Hypertrophic Cardiomyopathy (HCM) is a complex genetic myocardial disease characterized by unexplained left-ventricular hypertrophy, dynamic outflow obstruction, arrhythmias, and risk of sudden cardiac death. This session delivers a comprehensive, clinically grounded review of genetics, imaging, risk assessment, and therapy, similar in scope to a dedicated Hypertrophic Cardiomyopathy (HCM) track at a major cardiology conference, where experts share evolving evidence and advanced hypertrophic cardiomyopathy management strategies for diverse patient profiles.

The description begins with sarcomeric gene mutations, autosomal dominant inheritance, variable penetrance, and age-related expression of the HCM phenotype. Participants will explore how myocyte disarray, interstitial fibrosis, microvascular ischemia, and diastolic dysfunction contribute to symptoms such as dyspnea, chest pain, presyncope, and syncope. The session also explains how obstructive and non-obstructive forms present differently and how LVOT gradients, mitral systolic anterior motion, and papillary muscle anomalies shape clinical expression.
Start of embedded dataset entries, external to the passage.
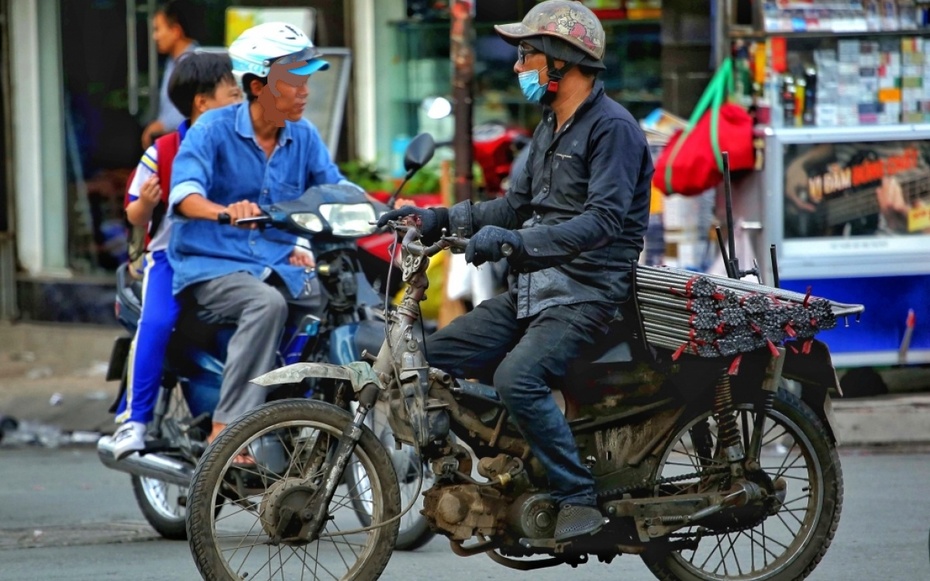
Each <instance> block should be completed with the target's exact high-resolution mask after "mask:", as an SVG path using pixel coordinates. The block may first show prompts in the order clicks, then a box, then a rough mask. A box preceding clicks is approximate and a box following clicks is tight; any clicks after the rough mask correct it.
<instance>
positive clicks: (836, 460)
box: [643, 389, 843, 581]
mask: <svg viewBox="0 0 930 581" xmlns="http://www.w3.org/2000/svg"><path fill="white" fill-rule="evenodd" d="M774 405H775V407H776V408H779V411H781V412H782V413H783V414H784V415H785V416H787V417H788V418H790V419H793V420H794V421H795V423H796V424H797V425H798V427H800V428H801V429H802V430H803V429H804V428H805V427H807V428H808V430H809V431H808V433H807V436H808V438H810V440H811V443H812V445H813V449H814V451H815V453H816V456H817V458H819V459H821V460H825V461H826V462H824V464H823V466H821V471H822V472H823V479H824V482H823V483H822V486H823V488H824V506H823V512H824V513H825V514H827V515H828V514H830V512H831V511H832V513H833V518H832V519H829V523H827V524H826V525H825V522H826V521H825V520H824V519H823V518H822V519H821V521H820V522H818V523H817V525H816V526H817V530H815V531H814V536H813V537H812V538H811V540H810V543H812V544H818V545H819V547H820V548H819V549H818V550H817V551H815V552H814V553H813V555H811V556H810V557H809V558H808V559H807V563H806V565H804V566H803V567H802V568H801V570H800V571H795V570H796V569H797V567H796V565H799V564H800V563H798V562H797V561H795V562H793V563H792V564H791V566H789V567H788V571H789V572H790V575H784V574H780V575H777V577H769V578H768V579H767V580H766V581H782V580H784V581H789V580H791V581H800V580H802V579H805V578H807V577H808V576H809V575H810V574H811V573H812V572H813V571H814V569H815V568H816V567H817V565H818V564H820V562H821V560H822V559H823V557H824V555H825V554H826V553H827V549H829V548H830V544H831V543H832V542H833V537H834V535H836V529H837V527H838V526H839V523H840V514H841V513H842V509H843V468H842V466H841V465H840V461H839V454H838V453H837V450H836V444H835V443H834V442H833V439H832V437H831V436H830V435H829V434H828V433H827V430H826V428H825V427H824V425H823V423H822V422H821V421H820V418H819V417H818V416H817V414H816V413H814V411H813V410H812V409H810V407H808V406H807V404H805V403H804V402H802V401H801V400H800V399H799V398H798V397H797V396H795V395H793V394H791V393H789V392H787V391H785V390H783V389H779V390H778V394H777V397H776V398H775V404H774ZM793 415H796V417H792V416H793ZM692 419H694V417H693V416H691V417H689V418H688V420H687V421H689V422H690V421H691V420H692ZM686 423H687V422H686ZM831 491H834V493H833V494H831ZM807 548H808V547H806V548H805V549H802V551H804V550H806V549H807ZM664 555H665V556H666V557H667V558H669V559H670V558H671V556H670V555H668V554H667V553H666V554H664ZM643 561H644V562H645V564H646V566H647V567H649V569H650V571H652V573H653V574H654V575H655V576H656V578H657V579H659V580H660V581H703V580H702V579H701V578H699V577H693V576H691V575H690V574H687V575H685V576H679V575H677V574H676V573H675V572H673V571H671V570H669V569H668V568H667V565H666V563H665V557H664V556H663V555H659V554H657V553H654V552H647V553H646V554H645V555H643Z"/></svg>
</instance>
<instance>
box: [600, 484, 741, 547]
mask: <svg viewBox="0 0 930 581" xmlns="http://www.w3.org/2000/svg"><path fill="white" fill-rule="evenodd" d="M729 471H730V469H729V467H727V466H718V467H717V468H705V469H704V470H700V471H698V472H691V473H688V474H680V475H678V476H666V477H664V478H654V479H652V480H644V481H642V482H640V483H639V484H630V485H627V486H621V487H619V488H614V489H613V490H607V491H604V492H602V493H599V494H598V496H599V497H610V496H617V495H621V494H627V493H629V492H634V491H637V490H642V491H649V490H651V489H653V488H655V487H656V486H661V485H662V484H671V483H673V482H681V481H682V480H690V479H692V478H703V477H705V476H713V475H717V474H727V473H729ZM756 524H758V523H756ZM755 526H756V525H755V524H752V525H744V526H741V527H736V526H734V527H726V528H724V529H720V530H716V529H715V530H714V532H713V534H714V535H720V534H727V533H736V532H739V531H744V530H747V529H751V528H753V527H755ZM702 528H703V527H702ZM704 536H706V535H705V534H704V533H703V532H701V531H698V532H692V533H669V534H667V535H665V537H667V538H696V540H698V541H700V539H701V538H703V537H704Z"/></svg>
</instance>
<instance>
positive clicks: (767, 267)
mask: <svg viewBox="0 0 930 581" xmlns="http://www.w3.org/2000/svg"><path fill="white" fill-rule="evenodd" d="M740 4H741V3H740V2H736V3H729V4H727V7H728V9H729V13H728V14H726V16H725V17H726V18H727V21H726V22H725V23H724V26H723V27H722V29H723V30H724V37H725V40H726V41H727V42H728V43H729V44H728V46H730V47H731V49H732V54H733V55H734V57H735V59H736V66H735V73H734V74H735V76H736V78H735V79H734V80H735V86H736V87H737V91H738V94H737V95H736V98H737V99H738V100H740V101H741V102H742V103H743V104H744V105H746V106H747V107H749V108H751V109H752V110H754V111H755V113H756V116H757V119H758V121H759V123H760V124H759V132H760V133H761V134H762V135H763V136H764V148H765V151H764V154H765V165H764V169H763V171H762V172H761V174H759V175H757V176H754V177H752V178H750V179H747V180H744V185H743V187H742V188H740V189H739V190H738V191H737V192H736V194H735V195H736V196H737V197H740V196H742V197H743V198H744V199H743V200H737V202H736V207H737V208H738V210H737V220H736V222H737V225H738V231H737V234H741V235H743V236H745V238H746V239H748V240H747V242H748V243H749V246H750V247H751V248H752V249H753V254H754V255H755V256H757V257H759V260H760V262H766V263H767V262H768V261H767V260H766V258H767V257H768V255H769V249H770V247H771V246H773V245H774V246H775V248H776V251H777V260H778V274H779V276H780V281H779V282H780V284H781V286H782V287H785V288H788V289H791V290H796V291H799V292H807V291H808V289H810V290H811V292H812V293H813V294H814V295H818V296H826V297H829V298H831V299H834V300H839V301H845V302H854V303H863V304H865V305H866V311H865V314H864V315H863V316H862V319H861V321H860V322H859V323H858V324H855V325H851V328H849V329H839V330H836V331H832V332H830V333H828V334H825V335H827V336H825V340H826V341H827V342H828V343H829V344H830V347H831V351H832V352H833V353H834V354H835V357H836V360H837V363H838V365H840V366H863V365H868V366H873V365H877V366H880V365H896V364H926V363H930V301H928V300H927V297H928V296H930V27H928V16H930V10H928V8H930V4H928V5H924V4H922V3H917V2H911V1H909V0H902V1H898V2H881V3H873V2H869V1H867V0H866V1H857V0H851V1H846V0H844V1H842V2H837V1H815V0H807V1H794V2H788V1H783V0H779V1H777V2H776V1H765V2H754V3H751V7H750V8H755V9H756V11H755V12H752V11H751V10H746V11H742V12H741V13H740V11H739V8H740ZM746 4H750V3H746ZM740 19H742V20H743V22H738V20H740ZM763 272H764V275H765V277H766V278H767V279H768V281H767V282H769V283H772V282H773V279H774V276H773V273H772V271H771V269H770V267H766V268H763ZM909 329H910V330H909Z"/></svg>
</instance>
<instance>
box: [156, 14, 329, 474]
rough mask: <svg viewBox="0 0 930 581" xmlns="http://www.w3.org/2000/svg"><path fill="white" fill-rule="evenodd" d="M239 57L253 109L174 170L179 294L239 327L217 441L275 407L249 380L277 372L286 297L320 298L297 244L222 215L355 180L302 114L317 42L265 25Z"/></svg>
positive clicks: (227, 362)
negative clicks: (220, 434) (232, 227)
mask: <svg viewBox="0 0 930 581" xmlns="http://www.w3.org/2000/svg"><path fill="white" fill-rule="evenodd" d="M229 54H230V57H231V59H232V63H233V72H234V74H235V75H236V76H237V78H238V79H240V80H241V83H242V88H243V90H244V91H245V94H246V96H247V98H248V101H247V102H246V103H242V104H240V105H236V106H232V107H228V108H226V109H223V110H217V111H211V112H209V113H210V114H208V115H204V116H203V118H202V119H201V122H202V124H201V125H198V126H197V127H195V128H192V129H193V130H192V131H191V132H189V133H188V135H187V139H185V141H184V144H183V147H181V149H180V151H179V152H178V155H177V158H176V159H175V162H174V173H173V177H172V189H171V195H170V198H169V211H170V213H171V215H172V217H173V218H174V219H175V224H176V226H175V228H176V235H175V236H174V237H173V238H172V242H171V245H170V249H169V259H170V260H171V264H172V266H173V267H174V271H175V277H174V289H173V290H174V293H175V294H176V295H180V294H181V293H185V294H187V295H189V296H191V297H192V298H193V299H194V300H195V301H196V302H197V303H199V304H200V305H201V306H202V307H203V308H204V309H206V310H207V311H209V312H210V313H212V314H214V315H215V316H217V317H218V318H220V319H223V320H227V321H229V320H231V321H235V322H236V323H237V328H236V331H235V333H234V334H233V336H232V338H231V339H230V341H229V346H228V352H227V360H226V361H227V364H226V366H225V368H224V371H223V383H222V388H221V391H220V400H219V403H218V405H217V408H216V411H215V412H214V414H213V430H212V433H211V434H210V438H209V440H212V439H213V438H214V437H216V435H217V434H218V433H219V432H220V430H221V429H222V428H223V427H224V426H225V425H226V424H227V423H228V422H230V421H231V420H232V419H233V418H235V417H236V416H238V415H239V414H241V413H242V412H244V411H246V410H248V409H251V408H253V407H255V406H257V405H259V404H261V403H262V402H264V400H265V395H266V394H265V390H264V389H263V388H261V387H259V386H256V385H254V384H252V383H250V382H249V380H250V379H251V378H253V377H257V376H259V375H261V374H262V373H265V372H267V371H269V370H271V369H272V368H273V367H274V365H275V349H276V347H277V345H278V342H279V340H280V336H281V332H282V329H283V328H284V322H285V319H286V317H287V313H288V309H287V302H286V299H285V296H288V297H290V298H291V299H302V300H304V301H306V302H312V301H314V300H318V298H319V289H318V288H317V286H316V285H317V281H316V279H315V277H314V274H313V270H312V266H313V263H312V257H311V255H310V254H309V252H306V251H302V250H301V249H299V248H298V247H297V246H296V244H297V242H298V241H297V238H296V237H295V236H293V235H291V234H287V233H285V232H281V231H279V230H266V231H260V230H257V229H255V227H254V225H252V226H245V227H237V228H229V227H228V226H223V225H220V224H219V223H218V218H219V217H220V216H221V215H222V214H225V215H227V216H229V218H230V221H231V223H232V224H233V225H235V224H236V222H237V220H239V219H241V218H248V217H252V216H258V215H260V214H261V210H260V209H259V206H258V204H265V205H268V204H273V203H277V202H283V201H288V200H293V199H296V198H298V197H299V196H300V195H301V194H303V193H304V192H305V191H306V190H307V188H309V187H310V186H314V185H322V184H336V183H344V182H346V180H345V178H344V176H343V175H342V173H341V172H340V171H339V169H338V168H337V167H336V165H335V164H334V163H333V161H332V159H331V156H330V154H329V152H328V151H327V150H326V146H325V144H324V143H323V140H322V139H321V138H320V134H319V132H318V131H317V129H316V128H315V127H314V126H313V125H311V124H310V123H309V122H308V121H307V120H306V119H304V117H303V111H304V108H305V107H306V102H307V95H308V89H307V82H308V80H309V78H310V75H311V74H313V73H316V72H317V71H320V70H325V69H327V68H328V67H329V64H328V63H327V62H326V61H325V60H323V59H322V58H320V53H319V51H318V50H317V49H316V48H315V47H314V46H313V43H312V42H311V41H310V39H309V38H307V36H306V35H305V34H304V33H303V32H302V31H300V30H298V29H296V28H294V27H293V26H291V25H289V24H284V23H279V22H273V23H265V24H260V25H258V26H255V27H253V28H250V29H248V30H246V31H245V32H243V33H242V34H241V35H240V36H239V38H237V39H236V40H235V41H234V42H233V43H232V44H231V45H230V48H229ZM242 461H243V462H248V461H249V459H248V458H243V459H242Z"/></svg>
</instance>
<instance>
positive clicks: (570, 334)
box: [426, 292, 617, 505]
mask: <svg viewBox="0 0 930 581" xmlns="http://www.w3.org/2000/svg"><path fill="white" fill-rule="evenodd" d="M616 310H617V306H616V305H614V304H610V303H596V302H590V303H579V304H575V305H561V306H553V307H549V308H547V309H544V310H543V311H542V312H540V313H539V314H537V315H535V316H533V317H528V318H525V319H517V315H516V313H517V310H516V303H515V300H514V295H513V293H512V292H505V293H503V294H500V295H497V296H496V297H494V298H492V299H489V300H486V301H484V302H482V303H481V304H479V305H478V306H477V307H476V308H475V309H474V310H473V311H471V312H469V313H467V314H465V315H463V316H461V317H458V318H457V319H455V320H453V321H452V323H451V324H450V325H448V326H447V327H444V328H442V329H440V330H439V331H437V332H436V333H434V334H433V335H431V336H430V337H429V338H428V339H427V341H426V355H427V359H428V361H429V362H430V365H432V366H433V367H438V368H439V369H442V370H443V371H446V372H448V373H450V374H452V375H453V376H455V377H460V378H469V379H477V380H479V381H481V382H482V383H487V384H491V385H493V386H494V387H495V389H496V390H497V392H498V394H499V395H500V397H501V400H502V401H503V403H504V405H505V406H507V410H508V411H509V412H510V414H511V416H512V417H513V419H514V420H515V422H516V424H517V426H518V427H519V428H520V431H521V432H522V433H523V436H524V438H526V440H527V442H528V443H529V445H530V450H531V451H532V453H533V455H534V456H536V458H538V459H539V461H540V463H541V464H542V465H543V467H545V469H546V474H547V476H548V478H549V485H550V487H551V490H550V492H551V494H552V496H553V498H554V499H555V500H556V501H557V502H559V503H560V504H585V505H594V504H595V500H596V499H595V494H594V479H593V477H592V476H591V472H590V471H589V470H588V469H587V468H586V467H585V466H584V465H583V464H582V463H581V460H580V459H579V457H578V447H577V446H576V445H575V439H574V437H573V436H572V433H571V430H570V429H569V427H568V421H567V420H566V419H565V416H564V415H563V414H562V411H561V410H560V409H559V407H558V405H557V404H556V402H555V400H554V399H553V397H552V392H551V390H550V389H549V387H548V386H549V385H550V384H551V383H552V380H553V379H554V378H558V377H562V376H563V375H565V373H566V371H567V369H568V365H569V363H570V362H571V361H572V360H573V359H575V358H576V357H578V355H579V353H580V352H581V350H582V349H583V348H585V347H586V346H588V345H591V344H593V343H594V342H595V341H597V340H598V339H599V338H601V337H603V336H604V334H605V333H606V331H607V323H608V321H610V319H611V318H612V317H613V316H614V314H615V312H616Z"/></svg>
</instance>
Diagnostic evaluation is covered in detail, including transthoracic echocardiography, stress echo, CMR with late gadolinium enhancement, cardiopulmonary exercise testing, ECG, ambulatory rhythm monitoring, and genetic testing. Attendees will learn to identify high-risk features such as extensive fibrosis, apical aneurysm, unexplained syncope, family history of sudden cardiac death, nonsustained VT, and marked wall thickness.

Therapeutic options are then reviewed step by step. The session discusses pharmacologic approaches with beta-blockers, non-dihydropyridine calcium-channel blockers, disopyramide, and myosin inhibitors, along with strategies for symptom control and exercise guidance. Participants will understand indications for septal reduction therapy—surgical myectomy or alcohol septal ablation—and how to select the right intervention based on anatomy, risk, and local expertise.

Risk stratification for ICD implantation is a major focus, integrating clinical, imaging, and rhythm-monitoring data. The session also addresses special populations including pediatric HCM, athletes, pregnant patients, and individuals with overlapping phenotypes that mimic HCM such as hypertensive heart disease, amyloidosis, Anderson–Fabry disease, and athlete’s heart.

Future directions include gene-silencing approaches, genome editing, disease-modifying therapies targeting fibrosis and energetics, and integration of AI-based risk prediction models into routine practice. The session also highlights the importance of family screening and cascade testing to identify at-risk relatives before symptoms develop. Algorithms for surveillance intervals, lifestyle advice, sports participation, and pregnancy planning are presented in practical, easy-to-adapt formats.

Real-life case discussions show how shared decision-making can balance symptom relief, sudden death prevention, and quality-of-life considerations, ensuring that treatment plans reflect both clinical science and individual patient goals. Attendees will receive structured checklists and sample clinic templates that can be used to standardize assessment across new and follow-up visits, promoting consistency among team members and across institutions and ensuring that no key risk factor is overlooked over time.